"Helen is ill; come," it read.
Cadge met me at the studio door, white-faced, strangely, silently gentle. From a tumbled heap among the cushions of the tepee came a voice like Kitty's, moaning. Cadge tried to speak, but could only point to the little bedroom.
There, in the straight white dress she wore at the wedding, Helen lay, as if sleeping, upon a couch. Floods of shining hair fell about her shoulders. In the white dignity of death her face was marvellous. All trace of stress and strain had left it, replaced by an enigmatic calm. She looked not merely beautiful, but Beauty's self vouchsafed to mortal eyes.
I do not know how long I gazed. Vaguely, between Kitty's sobs, I heard the ticking of a watch.

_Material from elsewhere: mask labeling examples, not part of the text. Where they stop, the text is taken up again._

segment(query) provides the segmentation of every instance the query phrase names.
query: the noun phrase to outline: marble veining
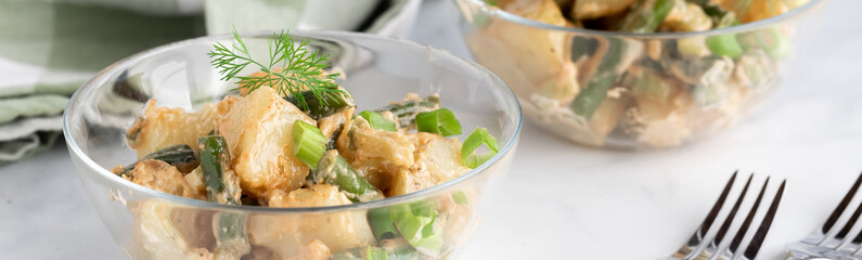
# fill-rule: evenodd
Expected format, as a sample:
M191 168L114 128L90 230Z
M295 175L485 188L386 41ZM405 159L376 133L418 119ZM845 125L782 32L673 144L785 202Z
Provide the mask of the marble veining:
M813 48L785 86L711 139L676 150L602 151L526 122L512 171L461 259L664 257L691 235L737 169L757 172L757 181L788 180L760 255L780 259L862 171L859 9L860 1L831 1ZM466 54L449 1L425 1L421 12L410 39ZM0 168L0 258L123 258L62 144Z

"For another woman of such loveliness," at length said a reverent voice behind me, "we must wait the final evolution of humanity."
Dr. Upton, one of Reid's friends whom I had seen at the wedding, had reached the house before me. He had been examining a glass, a spoon and some other objects so quietly that I had not heard. He said that Helen had been dead some hours.
Mechanically I listened, but it was not until afterward that I understood the full purport of his speech or of Kitty's story of the night and morning. Their words reached me as if spoken from some great distance by the people who live in dreams.
Kitty had come to us; she stood in the doorway, white and shaking.
"Helen—Helen's head ached," she sobbed, "and she begged me to brush her hair, but when I began, she said it hurt, and told me to stop; then she fell to writing. I coaxed her to come to bed, for I thought she was ill; but she called me 'Kathryn' and then I knew I couldn't manage her. Oh, I was wicked, wicked; but I was afraid of her, always—you know. So I—oh, how could I?—I fixed a screen against the light and lay down, meaning to try again in a few minutes; but the instant my head touched the pillow I must have dropped asleep. The last thing I said was: 'Shall I tell Morphy you're coming?' I was so tired that I don't know whether she answered. And this morning—oh, I can't believe it; Oh, Helen, Helen!"
"And this morning?" prompted Dr. Upton.